Partout où il est passé dans la dernière ligne droite de la campagne, François Legault a manifesté le même naturel chaleureux et engageant, embrassant les madames ravies de constater qu'il est «simple, humain et pas snob», taquinant les bébés, encourageant les enfants à devenir entrepreneur et parlant même aux vaches. Manque de chance, celle de la ferme Marsyl à Mirabel ne voulait rien savoir de lui.

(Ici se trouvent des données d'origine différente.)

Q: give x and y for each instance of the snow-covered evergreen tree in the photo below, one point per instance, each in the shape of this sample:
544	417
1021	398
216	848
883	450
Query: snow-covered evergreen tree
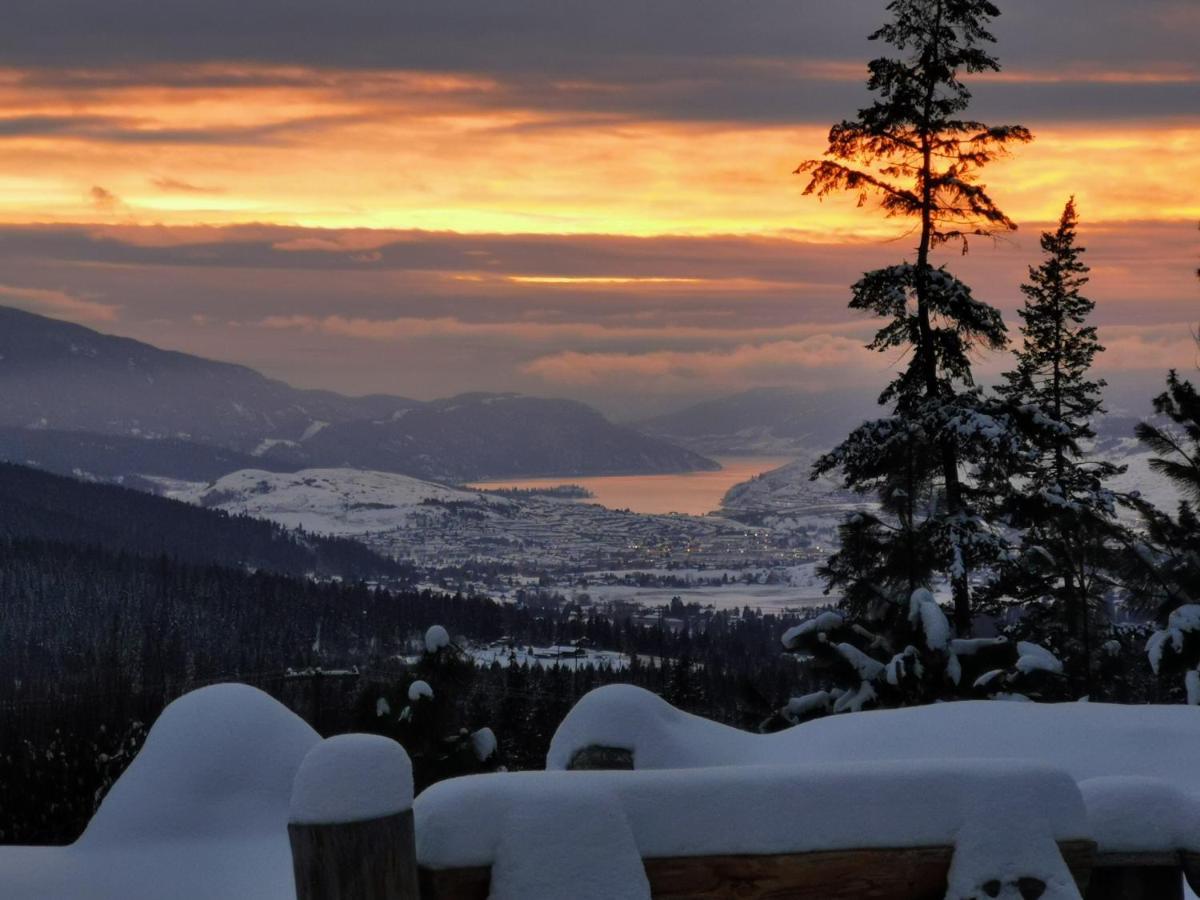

Ça doit être une vache libérale, a-t-il ironisé.

Sur cette ultime route pavée de casse-croûte graisseux, de vastes étendues de béton ou de blé d'Inde, de comptoirs de crème glacée molle et de clubs de golf pour cols bleus en bermudas, il n'a cessé de marteler son message de changement, avec la même conviction.

À ses côtés, Isabelle Brais, sa femme depuis 20 ans, est la parfaite antithèse de Michelle Dion à qui, pourtant, elle ressemble physiquement. Vive, allumée, un brin délinquante, en robe Marie St-Pierre ou Christian Chenail, elle s'assoit sur une marchette au bout d'une tablée de vieux messieurs pour jaser, vole un appareil photo et s'improvise photographe, quand elle ne s'empare pas d'un micro qui traîne pour demander au chef s'il compte suivre des cours de cuisine.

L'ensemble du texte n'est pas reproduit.